One challenge, then, is showing the mettle it takes to stand by those cuts. But it will take more than that to significantly reduce spending on medical care. The health care industry would have to find new ways to be more efficient—and consumers would have to become more intelligent shoppers—ideally in ways that don’t compromise the quality of care. The Affordable Care Act can be a catalyst for these changes: Among other things, it created a new "Center for Medicare and Medicaid Innovation" for introducing new ways of paying for treatments and supplies. But it’s not so hard to imagine such efforts failing to take hold—and leaving future generations with a huge bill.
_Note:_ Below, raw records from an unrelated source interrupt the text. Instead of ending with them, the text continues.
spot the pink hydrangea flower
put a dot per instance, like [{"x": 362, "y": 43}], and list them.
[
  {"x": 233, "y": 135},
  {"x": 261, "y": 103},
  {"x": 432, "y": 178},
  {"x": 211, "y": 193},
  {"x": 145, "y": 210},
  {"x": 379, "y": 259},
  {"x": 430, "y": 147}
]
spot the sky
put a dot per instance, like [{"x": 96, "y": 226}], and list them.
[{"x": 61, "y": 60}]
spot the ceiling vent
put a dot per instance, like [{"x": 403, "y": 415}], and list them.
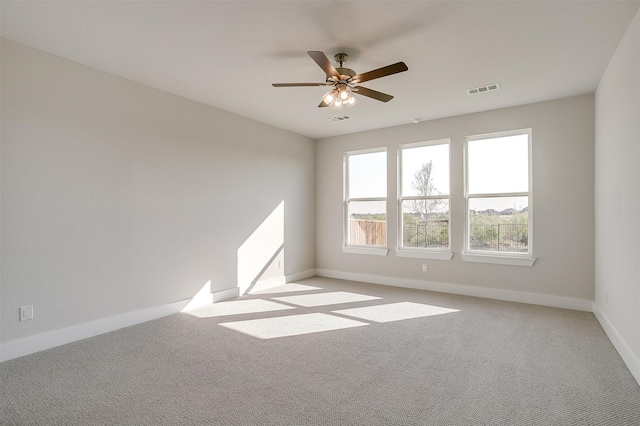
[{"x": 483, "y": 89}]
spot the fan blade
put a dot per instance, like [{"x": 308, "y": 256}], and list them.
[
  {"x": 379, "y": 96},
  {"x": 381, "y": 72},
  {"x": 297, "y": 84},
  {"x": 324, "y": 63}
]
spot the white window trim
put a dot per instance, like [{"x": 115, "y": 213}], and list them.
[
  {"x": 371, "y": 250},
  {"x": 525, "y": 259},
  {"x": 425, "y": 254},
  {"x": 421, "y": 252},
  {"x": 358, "y": 249}
]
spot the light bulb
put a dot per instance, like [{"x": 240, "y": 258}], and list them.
[{"x": 328, "y": 98}]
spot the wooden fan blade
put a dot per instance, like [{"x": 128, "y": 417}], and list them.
[
  {"x": 297, "y": 84},
  {"x": 321, "y": 59},
  {"x": 374, "y": 94},
  {"x": 381, "y": 72}
]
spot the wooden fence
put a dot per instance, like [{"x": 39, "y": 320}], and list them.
[{"x": 367, "y": 232}]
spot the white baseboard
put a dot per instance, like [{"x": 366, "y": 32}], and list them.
[
  {"x": 627, "y": 355},
  {"x": 51, "y": 339},
  {"x": 465, "y": 290}
]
One final note: It’s not always the case that spending more on health care is a bad thing. New or more treatments might alleviate suffering, reduce disability, or extend life—all of which have value. Providing insurance to more people, so that they are more secure financially, also has value. The reason to worry about high health care spending is that the extra money America spends doesn’t actually seem to buy America better health care. But, over the long run, the real goal of health care reforms should be a combination of restraining costs and improving quality.
Sometime this spring, Sylvia Burwell will have confirmation hearings to be Secretary of Health and Human Services. Republicans are sure to use those hearings as a chance to highlight everything they think is wrong with Obamacare. That’s fine. The purpose of confirmation hearings, after all, is to establish some democratic accountability. But it would be great if senators from both parties used the moment to ask her about what's happening with health care costs and what, if anything, the government plans to do about it. As Cutler said a year ago, in an interview with the Harvard Gazette. "We have a lot of control over this, through policies in the Affordable Care Act and Medicare and Medicaid. It’s not easy—no change is ever easy—but if we continue to do the right things, like stressing efficiency and helping people choose less expensive alternatives, then we can make sure this trend continues."